As a first timer at the ICN Community Conference, I was delighted to be able to attend the first half-day crash course on ICN with the new centers who have joined the network. Little did I know at this point that just how valuable that last bullet would be.
Myself and CF mama extrodinaire Breck Gamel () were honored to learn from this incredible network as we embark on our journey to improve CF care in a similar way. Steal shamelessly, share seamlessly!
There is no one on this planet quite like Sarah Myers. She leads her community forward in new and challenging ways with a laser focus on improving outcomes for the people living with this disease. She reminds all of the clinicians and researchers in the room, we're not inviting patients and families to participate, its their lives that we are fortunate enough to participate in.
At the welcome reception on the first night of the conference, I learned about their 24hr liquid diet challenge that was taking place the following day where 5 people would be chosen to consume nothing but liquid and share their experiences participating in this activity. I learned that many with Crohns and Colitis are often put on liquid only diets to better control their disease, and that there were many centers in the ICN Network that had clinicians themselves on liquid only diets for up to a week to even better understand the complexities of what they're asking of their patients. I immediately put my name in the hat, even campaigning about why I should be chosen, what it would mean to me to participate, and how seriously I would take this responsibility. I think these empathy exercises should be a part of clinician training and practice, as I gained so much more from this experience than I ever could have imagined.
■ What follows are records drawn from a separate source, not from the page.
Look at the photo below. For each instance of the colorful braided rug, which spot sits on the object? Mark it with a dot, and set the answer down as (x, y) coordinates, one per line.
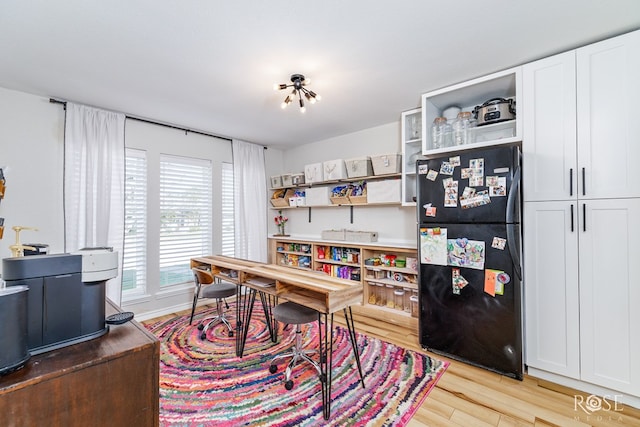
(203, 383)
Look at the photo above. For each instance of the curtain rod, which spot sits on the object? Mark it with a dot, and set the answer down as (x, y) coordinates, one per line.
(56, 101)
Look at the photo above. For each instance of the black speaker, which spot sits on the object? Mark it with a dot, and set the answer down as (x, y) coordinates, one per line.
(14, 351)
I got some protein powder to put in a frappuccino from Starbucks and it was delicious. This was my breakfast.
It was surprising to me how aware others were of the fact that I wasn't eating. It was eye opening how social mealtime is.
Having our morning break offer liquid only allowed me the opportunity to participate in the same way that everyone else was, alleviating the need to explain myself further. I wondered how often folks living with IBD feel this same relief from the quiet frustration of always having to explain themselves, share a personal part of themselves with others who are curious about their activities or lack of participation in a very common event like mealtime.
I have to admit that sharing like I was made me feel a bit fraudulent. Even after having completed this exercise, I don't think I know what its like to live with IBD, but I do have a heightened awareness of invisible illness and some of the challenges that we face.
One of the most interesting parts of participating in this event was how aware I had become of the fact that people were constantly apologizing to me. When someone sat down with their snack and started talking about how delicious it was only to realize that I wasn't eating solid foods all day, they immediately apologized. I started asking what they were apologizing for, and most said they didn't know! It made them uncomfortable that I wasn't eating, and that they were eating in front of me.